Recently Coursera, the massive online open course site, announced it will be using keystroke dynamics (KD) to validate identities of users who have successfully completed a course and want to obtain a certificate of completion. That single announcement has, in my opinion, generated the most interest in keystroke dynamics as I have seen over the last 10 years. Having researched keystroke dynamics back in 2004 for my Master's thesis and being an proponent of this technology I wrote up this post as a primer on KD technology.
What is it?
KD is a behavioral biometric technology; the underlying hypothesis is that everyone acquires a unique typing rhythm over time, and this typing rhythm remains relatively stable once it is internalized. Even though KD has not received as much news coverage as other biometric technologies, it has been researched since the early 1980's with published reports and experiments publicly available. Handwriting recognition, and signature recognition are other examples of behavioral biometric technologies.
How does it work?
KD can work in two modes:
1. Fixed work/phrase: A user can only be verified against the specific word/phrase used during enrollment. Coursera is testing systems that are based on fixed word verification.
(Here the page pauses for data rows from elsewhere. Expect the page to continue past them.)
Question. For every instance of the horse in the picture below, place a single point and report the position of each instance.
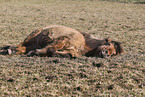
(58, 40)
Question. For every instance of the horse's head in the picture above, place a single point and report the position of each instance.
(8, 50)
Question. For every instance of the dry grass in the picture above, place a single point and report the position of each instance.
(123, 75)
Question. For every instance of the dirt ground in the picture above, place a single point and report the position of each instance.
(122, 75)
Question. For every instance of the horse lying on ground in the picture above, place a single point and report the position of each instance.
(63, 41)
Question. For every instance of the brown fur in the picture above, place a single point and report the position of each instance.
(61, 40)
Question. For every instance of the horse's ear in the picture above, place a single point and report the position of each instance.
(108, 39)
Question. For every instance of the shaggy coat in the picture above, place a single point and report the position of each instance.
(59, 40)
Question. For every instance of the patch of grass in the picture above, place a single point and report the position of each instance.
(121, 75)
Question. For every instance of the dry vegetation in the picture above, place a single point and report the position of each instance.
(123, 75)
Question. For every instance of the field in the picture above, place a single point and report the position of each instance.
(122, 76)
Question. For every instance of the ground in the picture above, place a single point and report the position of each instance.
(122, 75)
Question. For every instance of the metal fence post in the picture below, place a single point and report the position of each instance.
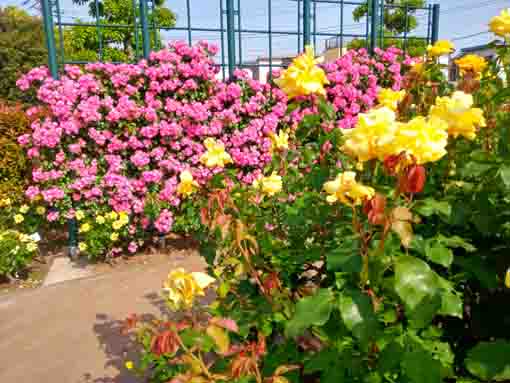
(146, 41)
(50, 37)
(435, 22)
(231, 38)
(307, 36)
(374, 21)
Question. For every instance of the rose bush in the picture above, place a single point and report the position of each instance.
(142, 139)
(362, 255)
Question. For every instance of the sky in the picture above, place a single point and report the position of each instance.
(464, 21)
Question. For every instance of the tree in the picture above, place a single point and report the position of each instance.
(22, 48)
(397, 21)
(118, 44)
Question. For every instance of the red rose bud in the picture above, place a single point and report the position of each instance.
(391, 163)
(375, 210)
(414, 180)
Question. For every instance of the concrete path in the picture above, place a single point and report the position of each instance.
(69, 332)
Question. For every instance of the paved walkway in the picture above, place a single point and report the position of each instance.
(69, 332)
2. Free text: User verification is not dependent on what word(s) were used during enrollment.
There are two basic measurements that can be extracted when a user is typing:
1. Keystroke press time: The period of time a key is pressed (also called dwell time in literature).
2. Keystroke latency time : The period of time it takes to release one key and press the next key (also called flight time in literature).
Using these two basic measurements you can extract secondary level of detail, for e.g. the period of time it takes to press the first key and the third key, and the period of time it takes to press the first key and the fourth key, the speed of typing, etc. Several research papers ([1] ,[2]) have tested techniques that build additional details based on the two basic measurements.
Other features that can be collected includes the average number of mistakes while typing, but that does not depend on the acquired behavior that traditional KD algorithms are based on.
Why KD?
Apart from the oft stated advantages of biometrics in general, a truly unique advantage of KD is that it is entirely software based; there is no additional hardware required. This reduces the total cost of ownership for the solution. You can use physiological biometric technologies without having to remember a password or an identifier; that is not true for KD (atleast if you are using fixed word mode, as Coursera plans to do). KD should not be viewed as a replacement to passwords, but as multifactor authentication that relies on secret knowledge as well as a behavioral trait. KD does not require a user to deviate from his/her traditional login process, which reduces the burden of learning a new technique for users. The non-intrusive nature of KD also increases its user acceptability.
Challenges
KD is not without its challenges, as is true with all biometric technologies that are deployed in a complex environment.
1. Inteoperability. A user's typing rhythm is acquired over time and is also dependent on the type of keyboard he/she is used to typing on. Changing keyboards can disrupt this acquired typing rhythm and can lead to false rejects. With the increasing use of mobile devices more
2. Behavioral Aspect. Typing rhythm is an acquired behavioral trait, which means that it can be affected by a variety of physiological and psychological factors. Tiredness, anxiety or even a change in body posture can alter a person's typing rhythm.
3. Forgotten password. KD is not immune to the problem of forgotten passwords. If a user forget's his/her password they still have to go through the help desk or other process of re-enrolling.
4. Password length. Password length can have an impact on the efficacy of the recognition algorithm. Is a 7 character password weaker than a 12 character password for KD?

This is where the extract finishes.